Project

Automatic detection of (potential) factors in the source text leading to gender bias in machine translation

Code

DOCT/011451

Duration

21 November 2023 → 20 September 2026 (Ongoing)

Doctoral researcher

Janica Hackenbuchner

Research disciplines

Natural sciences
- Natural language processing
- Communication networks
Humanities and the arts
- Comparative language studies
- Morphology
- Semantics

Keywords

Translation Studies gender bias machine translation Language technology

Project description

With a growing use of and interest in machine translation (MT) and a growing demand for gender-inclusiveness, research on social biases (e. g., gender bias) in MT is increasing. Research predominantly focuses on top-down methodologies for predefined categories of parts-of-speech.

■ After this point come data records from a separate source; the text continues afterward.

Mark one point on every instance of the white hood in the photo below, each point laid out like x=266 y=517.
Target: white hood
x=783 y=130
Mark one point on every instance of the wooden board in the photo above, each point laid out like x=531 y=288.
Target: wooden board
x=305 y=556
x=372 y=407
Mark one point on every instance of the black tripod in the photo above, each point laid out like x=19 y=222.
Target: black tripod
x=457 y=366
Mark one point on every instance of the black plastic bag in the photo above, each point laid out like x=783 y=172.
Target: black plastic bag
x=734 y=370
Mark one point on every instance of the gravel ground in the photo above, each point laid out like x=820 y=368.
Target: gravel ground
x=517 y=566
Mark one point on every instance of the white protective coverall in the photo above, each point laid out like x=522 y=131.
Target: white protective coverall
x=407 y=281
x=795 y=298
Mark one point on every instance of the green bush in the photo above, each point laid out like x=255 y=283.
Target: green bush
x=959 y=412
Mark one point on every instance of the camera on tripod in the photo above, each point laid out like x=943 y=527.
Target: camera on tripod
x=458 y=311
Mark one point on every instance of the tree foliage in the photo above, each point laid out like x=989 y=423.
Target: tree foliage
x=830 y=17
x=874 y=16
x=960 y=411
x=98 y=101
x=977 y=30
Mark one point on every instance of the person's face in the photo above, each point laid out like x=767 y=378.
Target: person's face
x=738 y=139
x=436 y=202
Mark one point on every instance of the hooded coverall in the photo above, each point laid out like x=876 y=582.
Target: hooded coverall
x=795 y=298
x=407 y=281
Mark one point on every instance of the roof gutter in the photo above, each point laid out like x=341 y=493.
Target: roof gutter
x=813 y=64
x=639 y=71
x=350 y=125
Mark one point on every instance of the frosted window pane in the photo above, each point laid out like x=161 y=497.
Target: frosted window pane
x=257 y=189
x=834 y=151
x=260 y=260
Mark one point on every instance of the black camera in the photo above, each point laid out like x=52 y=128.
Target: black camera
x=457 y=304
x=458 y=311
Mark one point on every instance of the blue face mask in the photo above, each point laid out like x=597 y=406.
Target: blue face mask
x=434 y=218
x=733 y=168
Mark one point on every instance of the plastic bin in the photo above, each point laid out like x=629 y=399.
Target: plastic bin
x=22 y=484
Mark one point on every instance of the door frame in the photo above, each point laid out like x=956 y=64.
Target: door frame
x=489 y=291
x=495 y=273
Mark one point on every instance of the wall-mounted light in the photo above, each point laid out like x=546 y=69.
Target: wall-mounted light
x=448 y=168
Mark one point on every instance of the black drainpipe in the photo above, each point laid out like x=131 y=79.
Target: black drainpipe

This research encompasses a novel bottom-up methodology to broaden the scope of research and gender bias by focussing on source text analysis. The goal is the creation of a detection system that can automatically analyse source data and detect features that influence the gender inflection in target translation, and with that, lead to gender bias in MT. This detection system will be a machine learning model trained on a taxonomy created as part of this research proposal, based on data manually annotated and extended with morpho-syntactic information from dependency trees. The aim is to develop a comprehensive methodology to help make AI-powered technologies (i. e. MT) more gender-inclusive for society.